Wednesday, November 10, 2010

TN sales taxes grow by highest rate since 2007

By Erik Schelzig • ASSOCIATED PRESS • November 10, 2010 NASHVILLE, Tenn. (AP) -- Tennessee's latest revenue figures released Wednesday show monthly sales tax collections grew at their highest rate since April 2007 and that the state's general fund exceeded projections by $46 million through the first quarter of the budget year. Finance Commissioner Dave Goetz, who is leaving the administration of term-limited Democratic Gov.

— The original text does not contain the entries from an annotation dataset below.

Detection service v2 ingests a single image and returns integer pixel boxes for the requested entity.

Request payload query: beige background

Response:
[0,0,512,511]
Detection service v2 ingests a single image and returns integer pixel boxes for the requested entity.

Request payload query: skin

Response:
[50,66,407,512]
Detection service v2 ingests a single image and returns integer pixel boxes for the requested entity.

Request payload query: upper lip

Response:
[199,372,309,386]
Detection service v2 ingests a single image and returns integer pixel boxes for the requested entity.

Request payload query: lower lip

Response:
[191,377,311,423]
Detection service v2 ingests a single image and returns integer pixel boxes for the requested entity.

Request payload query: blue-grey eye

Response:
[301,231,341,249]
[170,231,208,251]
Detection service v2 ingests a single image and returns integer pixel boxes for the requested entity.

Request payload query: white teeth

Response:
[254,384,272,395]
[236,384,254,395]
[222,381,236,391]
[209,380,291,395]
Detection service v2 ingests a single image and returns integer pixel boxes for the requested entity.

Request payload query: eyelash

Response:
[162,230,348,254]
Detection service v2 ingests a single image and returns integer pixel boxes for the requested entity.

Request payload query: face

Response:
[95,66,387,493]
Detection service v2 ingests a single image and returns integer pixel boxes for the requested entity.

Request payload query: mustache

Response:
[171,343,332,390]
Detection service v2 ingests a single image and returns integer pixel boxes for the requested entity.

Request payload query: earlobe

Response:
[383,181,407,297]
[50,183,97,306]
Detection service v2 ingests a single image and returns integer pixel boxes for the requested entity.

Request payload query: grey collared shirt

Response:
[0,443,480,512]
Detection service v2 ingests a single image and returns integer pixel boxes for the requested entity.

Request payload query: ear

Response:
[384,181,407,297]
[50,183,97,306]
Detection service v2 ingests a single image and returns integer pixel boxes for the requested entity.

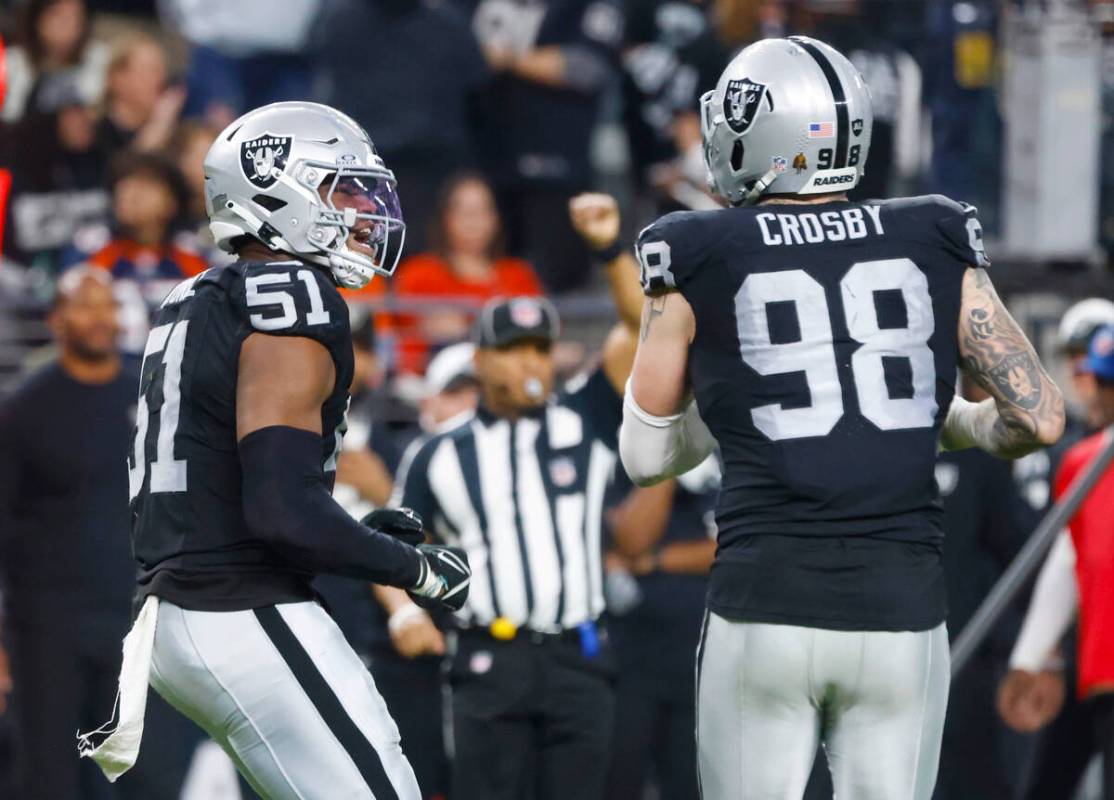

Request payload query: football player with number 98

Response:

Phil Bredesen at the end of this week, said the improved economic performance could mean the cancellation of a call for agencies to cut spending by up to 3 percent. "That doesn't mean the new administration might not want to take some of those reductions and deal with that," Goetz said. "But the good news is that we might be able to leave them with the prospect of reasonable revenue growth." Republican Gov.-elect Bill Haslam takes office on Jan. 15. A spokesman did not immediately respond to a request for comment about the new administration's reaction to the quarterly revenue figures. Sales taxes, which account for two out of every three tax dollars collected in Tennessee, came in at $733 million in October, a 6.4 percent jump from the same month last year. The growth rate through the first three months of the budget year was 3.9 percent. October collections figures reflect economic activity in the previous month. General fund collections in the same quarter of last year were $88 million below expectations and they were $200 million short in the first quarter of 2008. But Goetz cautioned that it's unclear whether the performance so far this year can be sustained. "We don't know yet," he said. "Three months is three months." The State Funding Board in December set annual revenue estimates at the lowest end of forecasts presented to the panel by five economists. The board is made up of Goetz and the state's three Republican constitutional officers. Comptroller Justin Wilson said the panel "did the best we could with the information we had." Secretary of State Tre Hargett said the low-end estimates put the state in a better position for recovery. "I would certainly always err on the side of conservatism and making sure we don't spend money we don't have," he said. "It would be a much better problem to realize later on that we're doing better than we thought."